Americans often talk about the news using the language of nutrition: news as something to be consumed. The array of outlets and the sources people rely on for their sense of the world is summarized into “news diets.” Good information is that which nourishes; bad information is akin to junk. That language is apt. News really does function like food: It is fuel—for people, for communities, for bodies politic—that can either contribute to health or compromise it. When scholars talk about “news deserts”—an informational counterpart to “food deserts”—there is aptness in that, as well. A democracy is a living thing. It requires quality news to sustain it.
Sullivan offers a miniature profile of Alice Dreger, a former professor at Michigan State University, who responded to the stark reduction of news coverage of her home, East Lansing, by creating a community “news brigade” that grew into the nonprofit news site East Lansing Info. Here are some pieces of information revealed by ELI, through the work of more than 100 community volunteers:
- East Lansing had an undisclosed pension debt of $200 million.
- The East Lansing waste-water treatment plant mishandled a mercury spill at the plant.
- A retaining wall, built at public expense and with federal funds, had been benefiting the city attorney’s personal property.
- The city of East Lansing was selling off a piece of municipal property on eBay.
“People used to tell us, ‘There’s no there there, in East Lansing,’” Dreger tells Sullivan. ELI’s discoveries, however, suggest otherwise. And the existence of the site, Dreger says—its stories produced by city residents, and for them—has slowly changed public views of what news is, definitionally. “People didn’t see news as a service, they saw it as a product,” Dreger notes. Now they feel invested. That is a small, but crucial shift—for East Lansing, and potentially for other communities. During a time when Americans’ trust in national news is plummeting, their trust in local news is (relatively) high. And another crisis—a pandemic whose toll has varied greatly across American regions—has served as yet another reminder of how desperately important accurate local information can be, not just as a matter of civics, but also as a matter of public health.

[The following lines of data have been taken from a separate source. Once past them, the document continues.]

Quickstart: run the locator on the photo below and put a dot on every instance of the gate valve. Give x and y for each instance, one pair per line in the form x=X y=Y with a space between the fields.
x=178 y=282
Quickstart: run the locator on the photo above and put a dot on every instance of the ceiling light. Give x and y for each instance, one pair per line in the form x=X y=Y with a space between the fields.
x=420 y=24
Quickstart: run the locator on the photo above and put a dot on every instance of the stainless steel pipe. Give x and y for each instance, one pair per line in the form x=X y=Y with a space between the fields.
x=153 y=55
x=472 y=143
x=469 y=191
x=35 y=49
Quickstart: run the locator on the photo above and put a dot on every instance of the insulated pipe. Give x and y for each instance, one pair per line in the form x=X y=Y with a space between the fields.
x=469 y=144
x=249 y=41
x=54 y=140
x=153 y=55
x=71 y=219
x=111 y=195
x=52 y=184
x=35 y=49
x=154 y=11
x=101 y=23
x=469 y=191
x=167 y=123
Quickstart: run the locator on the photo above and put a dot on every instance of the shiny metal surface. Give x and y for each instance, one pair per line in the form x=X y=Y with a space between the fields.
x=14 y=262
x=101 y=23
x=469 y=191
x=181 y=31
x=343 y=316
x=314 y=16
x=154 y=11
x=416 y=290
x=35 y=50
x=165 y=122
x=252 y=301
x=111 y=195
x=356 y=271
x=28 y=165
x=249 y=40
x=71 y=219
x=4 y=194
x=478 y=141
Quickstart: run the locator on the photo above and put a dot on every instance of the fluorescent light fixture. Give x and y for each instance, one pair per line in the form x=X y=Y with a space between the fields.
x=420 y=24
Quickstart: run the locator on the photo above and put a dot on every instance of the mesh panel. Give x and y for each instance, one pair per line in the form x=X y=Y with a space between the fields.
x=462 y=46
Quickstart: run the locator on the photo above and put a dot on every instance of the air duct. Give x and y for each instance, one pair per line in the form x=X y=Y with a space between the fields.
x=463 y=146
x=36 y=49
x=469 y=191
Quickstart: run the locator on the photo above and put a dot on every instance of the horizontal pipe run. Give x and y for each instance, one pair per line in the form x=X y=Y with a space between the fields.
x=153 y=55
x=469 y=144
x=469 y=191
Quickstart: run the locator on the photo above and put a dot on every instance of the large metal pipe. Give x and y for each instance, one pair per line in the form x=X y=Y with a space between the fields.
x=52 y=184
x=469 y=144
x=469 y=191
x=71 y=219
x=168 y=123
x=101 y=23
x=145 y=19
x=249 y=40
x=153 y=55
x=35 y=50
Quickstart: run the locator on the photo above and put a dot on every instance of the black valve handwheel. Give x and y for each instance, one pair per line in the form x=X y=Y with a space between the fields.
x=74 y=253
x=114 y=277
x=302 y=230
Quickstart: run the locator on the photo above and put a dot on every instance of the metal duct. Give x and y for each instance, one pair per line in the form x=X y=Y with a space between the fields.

Local news is extremely easy to take for granted. It is, by definition, narrow in its interests. But even beyond serving as the core of America’s news ecosystem, local news can be the glue that connects people in a given community. “It’s the way a local columnist can express a community’s frustration or triumph,” Sullivan writes, “the way the local music critic can review a concert, the deeply reported feature stories, the assessment of a new restaurant, the obituaries, the letters to the editor. The newspaper ties a region together, helps it make sense of itself.”
And when the paper dies? When the news—hectic and loud and silly and messy and urgent and teeming with life—fades away? What then? The bonds that connect the people to their places will loosen. The facts that anchor citizens to their communities will dissolve. It will happen gradually until it happens suddenly. There will be time, until it’s too late. And when it’s all over, a country whose government is predicated on an informed citizenry will give way, finally, to its yawning ignorance of itself. An unmoored ship may stay afloat; it has nowhere to go, however, but away.